Потом, вконец окоченевшего, злого, едва держащегося на ногах, меня неизменно тянуло на улицу Герцена. Я садился в трамвай и ехал. Словно в тумане, не совсем отдавая себе отчет, зачем еду и куда. Несколько раз я издали видел Таню. С другой стороны улицы. Подойти ближе к парадной я не решался. Таню провожал домой тот самый кучерявый пианист, с которым она когда-то выступала на концерте в Павловском парке.
На пианиста и Таню злости во мне накипело не меньше, чем на физика. Особенно — на пианиста. Хотя нет, на Таню — больше. Ведь сама же меня первая поцеловала. И смотрела на меня влюбленными синими глазами. А я раскис, возомнил бог знает что. И упустил из-за нее время, прозевал Машеньку. Нине Бочкаревой помог, а сам влип точно таким же образом. Вернее, не таким же, в сто раз хуже.
Когда я окончательно убедился, что с Таней каши не сваришь, то, разумеется, кинулся к Машеньке. Хотя она и не ахти что, но все же. Жили ведь как-то. Кинулся и получил от ворот поворот. «Ты разве не знал, Слава? Поздравь меня, я вышла замуж».

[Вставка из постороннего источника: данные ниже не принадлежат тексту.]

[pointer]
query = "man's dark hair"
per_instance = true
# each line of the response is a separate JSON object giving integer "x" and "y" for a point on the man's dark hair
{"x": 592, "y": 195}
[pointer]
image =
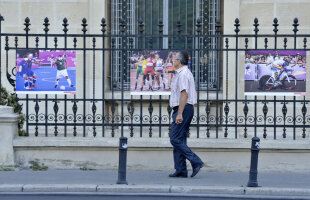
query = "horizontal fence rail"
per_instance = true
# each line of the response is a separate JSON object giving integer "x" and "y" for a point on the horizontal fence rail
{"x": 104, "y": 107}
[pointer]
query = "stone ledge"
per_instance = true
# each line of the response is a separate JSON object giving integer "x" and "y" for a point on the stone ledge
{"x": 158, "y": 143}
{"x": 159, "y": 189}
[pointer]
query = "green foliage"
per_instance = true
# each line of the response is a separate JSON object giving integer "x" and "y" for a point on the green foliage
{"x": 86, "y": 169}
{"x": 37, "y": 167}
{"x": 9, "y": 99}
{"x": 7, "y": 168}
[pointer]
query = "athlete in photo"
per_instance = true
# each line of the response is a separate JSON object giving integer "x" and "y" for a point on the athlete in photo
{"x": 159, "y": 69}
{"x": 23, "y": 71}
{"x": 27, "y": 73}
{"x": 61, "y": 70}
{"x": 169, "y": 66}
{"x": 149, "y": 71}
{"x": 140, "y": 69}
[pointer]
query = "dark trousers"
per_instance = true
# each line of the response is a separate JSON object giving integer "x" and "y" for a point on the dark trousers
{"x": 178, "y": 137}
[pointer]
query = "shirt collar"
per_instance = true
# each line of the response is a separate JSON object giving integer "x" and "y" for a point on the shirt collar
{"x": 181, "y": 68}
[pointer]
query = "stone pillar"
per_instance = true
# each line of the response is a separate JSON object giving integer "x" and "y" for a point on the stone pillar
{"x": 8, "y": 130}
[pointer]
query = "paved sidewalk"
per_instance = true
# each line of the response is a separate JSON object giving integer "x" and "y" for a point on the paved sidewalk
{"x": 153, "y": 182}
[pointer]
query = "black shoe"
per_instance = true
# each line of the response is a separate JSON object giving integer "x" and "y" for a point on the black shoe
{"x": 196, "y": 170}
{"x": 178, "y": 175}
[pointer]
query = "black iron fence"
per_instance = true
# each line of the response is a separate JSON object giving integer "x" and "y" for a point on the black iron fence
{"x": 100, "y": 109}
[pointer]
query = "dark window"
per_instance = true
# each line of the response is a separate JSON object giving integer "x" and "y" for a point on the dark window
{"x": 172, "y": 12}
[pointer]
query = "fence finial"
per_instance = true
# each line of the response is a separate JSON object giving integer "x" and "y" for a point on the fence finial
{"x": 275, "y": 24}
{"x": 237, "y": 25}
{"x": 84, "y": 24}
{"x": 179, "y": 26}
{"x": 198, "y": 25}
{"x": 256, "y": 24}
{"x": 122, "y": 24}
{"x": 218, "y": 26}
{"x": 27, "y": 24}
{"x": 160, "y": 26}
{"x": 103, "y": 25}
{"x": 46, "y": 24}
{"x": 65, "y": 24}
{"x": 295, "y": 25}
{"x": 141, "y": 25}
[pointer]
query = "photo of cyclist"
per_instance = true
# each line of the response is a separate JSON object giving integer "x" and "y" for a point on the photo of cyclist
{"x": 275, "y": 73}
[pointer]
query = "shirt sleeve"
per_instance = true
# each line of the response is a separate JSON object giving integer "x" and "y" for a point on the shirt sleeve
{"x": 183, "y": 83}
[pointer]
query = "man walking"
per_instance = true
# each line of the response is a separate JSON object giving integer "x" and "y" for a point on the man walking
{"x": 182, "y": 100}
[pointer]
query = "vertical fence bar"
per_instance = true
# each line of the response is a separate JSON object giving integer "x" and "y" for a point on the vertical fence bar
{"x": 218, "y": 45}
{"x": 1, "y": 19}
{"x": 27, "y": 24}
{"x": 46, "y": 24}
{"x": 236, "y": 76}
{"x": 294, "y": 102}
{"x": 84, "y": 29}
{"x": 65, "y": 29}
{"x": 103, "y": 30}
{"x": 256, "y": 76}
{"x": 124, "y": 59}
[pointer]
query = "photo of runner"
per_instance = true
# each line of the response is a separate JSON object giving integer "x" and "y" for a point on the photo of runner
{"x": 275, "y": 73}
{"x": 151, "y": 72}
{"x": 48, "y": 72}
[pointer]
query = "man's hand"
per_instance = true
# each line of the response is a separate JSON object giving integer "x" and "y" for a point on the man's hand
{"x": 179, "y": 119}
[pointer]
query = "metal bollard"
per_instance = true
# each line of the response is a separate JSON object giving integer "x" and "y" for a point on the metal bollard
{"x": 254, "y": 161}
{"x": 122, "y": 161}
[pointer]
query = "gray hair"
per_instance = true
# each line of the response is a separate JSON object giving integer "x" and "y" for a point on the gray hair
{"x": 183, "y": 57}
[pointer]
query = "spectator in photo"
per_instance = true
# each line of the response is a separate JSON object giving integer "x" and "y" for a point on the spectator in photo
{"x": 248, "y": 59}
{"x": 262, "y": 60}
{"x": 270, "y": 59}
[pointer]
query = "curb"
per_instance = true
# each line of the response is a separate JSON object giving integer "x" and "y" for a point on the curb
{"x": 159, "y": 189}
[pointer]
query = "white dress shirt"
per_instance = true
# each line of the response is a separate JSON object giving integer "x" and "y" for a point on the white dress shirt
{"x": 183, "y": 80}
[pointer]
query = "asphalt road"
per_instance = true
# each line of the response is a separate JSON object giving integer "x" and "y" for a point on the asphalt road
{"x": 138, "y": 197}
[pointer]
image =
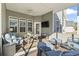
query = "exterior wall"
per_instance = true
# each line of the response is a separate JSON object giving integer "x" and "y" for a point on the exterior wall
{"x": 19, "y": 15}
{"x": 47, "y": 17}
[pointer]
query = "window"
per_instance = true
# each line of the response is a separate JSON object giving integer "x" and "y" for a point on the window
{"x": 70, "y": 18}
{"x": 29, "y": 22}
{"x": 58, "y": 21}
{"x": 13, "y": 24}
{"x": 22, "y": 25}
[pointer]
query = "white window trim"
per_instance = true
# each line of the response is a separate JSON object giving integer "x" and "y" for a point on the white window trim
{"x": 9, "y": 22}
{"x": 25, "y": 24}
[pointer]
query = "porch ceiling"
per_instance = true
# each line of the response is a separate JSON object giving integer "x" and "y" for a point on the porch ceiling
{"x": 37, "y": 9}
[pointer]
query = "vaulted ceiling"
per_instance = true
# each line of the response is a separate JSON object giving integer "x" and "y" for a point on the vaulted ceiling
{"x": 37, "y": 9}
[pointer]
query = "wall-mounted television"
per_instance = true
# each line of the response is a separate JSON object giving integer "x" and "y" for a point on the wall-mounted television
{"x": 45, "y": 24}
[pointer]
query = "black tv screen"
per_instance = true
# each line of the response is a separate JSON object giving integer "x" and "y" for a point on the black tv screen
{"x": 45, "y": 24}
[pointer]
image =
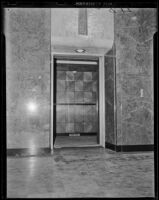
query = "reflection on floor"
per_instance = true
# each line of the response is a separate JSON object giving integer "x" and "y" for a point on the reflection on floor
{"x": 81, "y": 172}
{"x": 75, "y": 141}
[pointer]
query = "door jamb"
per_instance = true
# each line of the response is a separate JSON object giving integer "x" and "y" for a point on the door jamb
{"x": 102, "y": 129}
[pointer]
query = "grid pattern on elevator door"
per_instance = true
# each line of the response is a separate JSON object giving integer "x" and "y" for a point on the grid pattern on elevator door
{"x": 76, "y": 97}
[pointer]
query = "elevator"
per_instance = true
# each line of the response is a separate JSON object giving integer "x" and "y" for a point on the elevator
{"x": 76, "y": 102}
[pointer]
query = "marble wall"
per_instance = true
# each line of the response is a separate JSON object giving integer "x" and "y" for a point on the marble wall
{"x": 110, "y": 122}
{"x": 134, "y": 75}
{"x": 27, "y": 34}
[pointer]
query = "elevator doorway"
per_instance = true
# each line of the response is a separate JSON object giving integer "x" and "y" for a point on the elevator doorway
{"x": 76, "y": 97}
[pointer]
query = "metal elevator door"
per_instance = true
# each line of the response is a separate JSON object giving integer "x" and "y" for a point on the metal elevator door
{"x": 76, "y": 98}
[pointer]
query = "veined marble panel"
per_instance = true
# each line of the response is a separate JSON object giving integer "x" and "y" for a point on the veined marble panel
{"x": 134, "y": 79}
{"x": 28, "y": 77}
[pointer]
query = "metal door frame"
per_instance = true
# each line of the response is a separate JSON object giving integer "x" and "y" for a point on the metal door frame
{"x": 101, "y": 101}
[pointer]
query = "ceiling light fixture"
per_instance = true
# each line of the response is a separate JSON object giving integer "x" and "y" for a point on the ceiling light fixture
{"x": 80, "y": 50}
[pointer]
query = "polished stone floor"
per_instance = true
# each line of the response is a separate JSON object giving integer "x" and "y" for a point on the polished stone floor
{"x": 81, "y": 172}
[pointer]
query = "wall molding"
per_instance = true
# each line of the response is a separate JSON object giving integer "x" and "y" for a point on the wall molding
{"x": 24, "y": 152}
{"x": 129, "y": 148}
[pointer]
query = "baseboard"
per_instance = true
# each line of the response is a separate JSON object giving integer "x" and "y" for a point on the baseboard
{"x": 129, "y": 148}
{"x": 23, "y": 152}
{"x": 78, "y": 134}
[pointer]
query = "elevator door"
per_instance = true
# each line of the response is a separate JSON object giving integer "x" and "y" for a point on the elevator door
{"x": 76, "y": 98}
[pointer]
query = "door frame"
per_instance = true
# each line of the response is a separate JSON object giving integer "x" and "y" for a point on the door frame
{"x": 101, "y": 101}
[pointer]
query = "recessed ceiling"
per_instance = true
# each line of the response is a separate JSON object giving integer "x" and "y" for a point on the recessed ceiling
{"x": 65, "y": 29}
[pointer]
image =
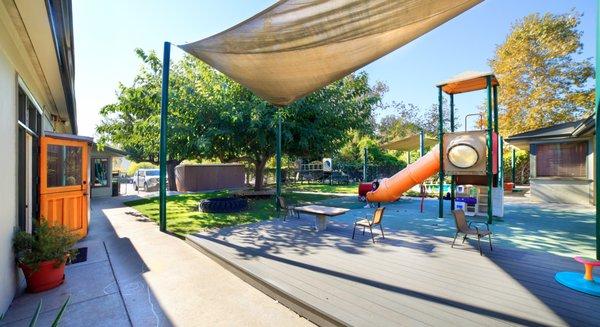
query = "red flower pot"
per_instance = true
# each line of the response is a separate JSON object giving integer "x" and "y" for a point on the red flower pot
{"x": 48, "y": 276}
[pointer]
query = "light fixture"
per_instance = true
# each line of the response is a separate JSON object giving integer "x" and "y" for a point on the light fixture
{"x": 463, "y": 155}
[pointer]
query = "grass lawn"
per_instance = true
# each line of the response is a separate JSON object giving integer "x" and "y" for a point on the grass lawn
{"x": 351, "y": 188}
{"x": 183, "y": 216}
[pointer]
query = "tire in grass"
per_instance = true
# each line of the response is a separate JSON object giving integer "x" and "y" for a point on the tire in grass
{"x": 223, "y": 205}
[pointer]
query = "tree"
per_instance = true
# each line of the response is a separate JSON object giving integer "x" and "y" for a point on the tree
{"x": 133, "y": 121}
{"x": 409, "y": 119}
{"x": 541, "y": 81}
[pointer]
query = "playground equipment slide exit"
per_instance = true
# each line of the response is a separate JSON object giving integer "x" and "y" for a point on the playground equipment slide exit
{"x": 391, "y": 189}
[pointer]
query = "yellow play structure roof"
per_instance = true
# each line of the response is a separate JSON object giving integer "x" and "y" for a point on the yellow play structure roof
{"x": 467, "y": 82}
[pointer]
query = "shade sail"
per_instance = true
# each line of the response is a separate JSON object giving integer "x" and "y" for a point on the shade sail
{"x": 298, "y": 46}
{"x": 409, "y": 143}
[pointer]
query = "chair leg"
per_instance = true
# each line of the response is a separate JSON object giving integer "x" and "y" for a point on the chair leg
{"x": 454, "y": 241}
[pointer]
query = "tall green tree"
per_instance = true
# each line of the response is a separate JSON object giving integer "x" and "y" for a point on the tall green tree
{"x": 239, "y": 126}
{"x": 133, "y": 121}
{"x": 541, "y": 80}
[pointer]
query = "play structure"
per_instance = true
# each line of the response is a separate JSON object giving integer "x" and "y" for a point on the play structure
{"x": 473, "y": 159}
{"x": 321, "y": 172}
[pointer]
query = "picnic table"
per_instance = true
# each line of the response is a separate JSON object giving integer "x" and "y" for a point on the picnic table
{"x": 322, "y": 214}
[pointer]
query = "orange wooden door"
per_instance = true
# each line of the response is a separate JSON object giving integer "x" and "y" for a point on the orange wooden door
{"x": 64, "y": 183}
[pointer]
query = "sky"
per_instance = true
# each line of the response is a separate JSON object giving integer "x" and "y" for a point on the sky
{"x": 108, "y": 31}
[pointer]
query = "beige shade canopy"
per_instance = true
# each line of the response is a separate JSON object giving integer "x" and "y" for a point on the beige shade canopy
{"x": 295, "y": 47}
{"x": 467, "y": 82}
{"x": 409, "y": 143}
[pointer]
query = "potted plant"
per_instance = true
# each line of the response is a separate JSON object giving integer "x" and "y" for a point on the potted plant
{"x": 42, "y": 255}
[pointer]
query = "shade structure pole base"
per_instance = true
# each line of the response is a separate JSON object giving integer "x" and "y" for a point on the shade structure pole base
{"x": 441, "y": 148}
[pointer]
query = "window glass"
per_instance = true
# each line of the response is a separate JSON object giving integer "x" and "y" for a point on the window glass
{"x": 64, "y": 165}
{"x": 561, "y": 159}
{"x": 100, "y": 172}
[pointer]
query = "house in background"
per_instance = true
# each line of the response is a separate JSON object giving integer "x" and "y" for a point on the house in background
{"x": 102, "y": 167}
{"x": 561, "y": 161}
{"x": 36, "y": 95}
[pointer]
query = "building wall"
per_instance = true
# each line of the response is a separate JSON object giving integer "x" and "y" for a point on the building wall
{"x": 563, "y": 189}
{"x": 16, "y": 60}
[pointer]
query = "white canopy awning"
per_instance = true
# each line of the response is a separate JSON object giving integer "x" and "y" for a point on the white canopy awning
{"x": 295, "y": 47}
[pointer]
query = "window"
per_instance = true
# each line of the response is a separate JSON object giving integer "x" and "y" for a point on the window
{"x": 152, "y": 172}
{"x": 64, "y": 165}
{"x": 100, "y": 172}
{"x": 561, "y": 159}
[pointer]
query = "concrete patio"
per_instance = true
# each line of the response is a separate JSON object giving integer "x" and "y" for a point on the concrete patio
{"x": 136, "y": 276}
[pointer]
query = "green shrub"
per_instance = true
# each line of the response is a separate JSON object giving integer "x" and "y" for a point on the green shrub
{"x": 47, "y": 243}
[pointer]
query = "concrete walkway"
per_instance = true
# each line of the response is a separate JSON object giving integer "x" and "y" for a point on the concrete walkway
{"x": 138, "y": 276}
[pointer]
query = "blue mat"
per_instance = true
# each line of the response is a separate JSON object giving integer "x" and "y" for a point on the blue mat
{"x": 575, "y": 281}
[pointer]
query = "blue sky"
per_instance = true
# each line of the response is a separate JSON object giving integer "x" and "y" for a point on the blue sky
{"x": 107, "y": 32}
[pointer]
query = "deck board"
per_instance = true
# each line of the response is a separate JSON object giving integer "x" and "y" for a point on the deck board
{"x": 406, "y": 279}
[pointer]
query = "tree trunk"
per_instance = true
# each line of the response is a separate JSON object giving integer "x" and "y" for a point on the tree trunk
{"x": 259, "y": 170}
{"x": 171, "y": 164}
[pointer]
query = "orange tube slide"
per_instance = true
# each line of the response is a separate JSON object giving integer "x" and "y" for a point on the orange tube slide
{"x": 391, "y": 189}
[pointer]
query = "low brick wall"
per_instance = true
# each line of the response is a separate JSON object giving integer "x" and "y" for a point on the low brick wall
{"x": 208, "y": 177}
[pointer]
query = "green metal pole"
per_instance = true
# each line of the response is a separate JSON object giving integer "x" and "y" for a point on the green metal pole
{"x": 278, "y": 162}
{"x": 513, "y": 167}
{"x": 495, "y": 91}
{"x": 441, "y": 148}
{"x": 596, "y": 140}
{"x": 452, "y": 178}
{"x": 422, "y": 143}
{"x": 365, "y": 165}
{"x": 162, "y": 207}
{"x": 490, "y": 173}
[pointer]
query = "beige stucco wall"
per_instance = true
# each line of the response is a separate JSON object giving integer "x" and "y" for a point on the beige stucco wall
{"x": 8, "y": 165}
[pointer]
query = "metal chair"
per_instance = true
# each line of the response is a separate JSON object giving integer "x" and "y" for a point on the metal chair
{"x": 377, "y": 220}
{"x": 289, "y": 210}
{"x": 462, "y": 227}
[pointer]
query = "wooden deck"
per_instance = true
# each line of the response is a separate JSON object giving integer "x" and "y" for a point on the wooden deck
{"x": 404, "y": 279}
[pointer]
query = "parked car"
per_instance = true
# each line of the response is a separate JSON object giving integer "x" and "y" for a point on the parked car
{"x": 146, "y": 179}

Она вышла. И я ее должен был поздравить. Я ее поздравил. Как умел. И сказал, что не шибко завидую ее мужу. Даже, пожалуй, вообще не завидую. Я ей все выложил, что думаю о ней, как о жене. Терять мне все равно было нечего.
Ну, а чего меня, спрашивается, после всего этого тащило на улицу Герцена? Не знаю. Дикая злость меня тащила, бешенство. И нестерпимая обида. Будь в моей власти, я сровнял бы Танин дом с землей. И всю бы ее улицу сровнял. Чтобы ничего и в помине не осталось. Но по улице ходили милиционеры. И косо поглядывали на меня. А я стоял и дрожал от холода, чувствуя, что у меня разрывается сердце и отваливаются ноги.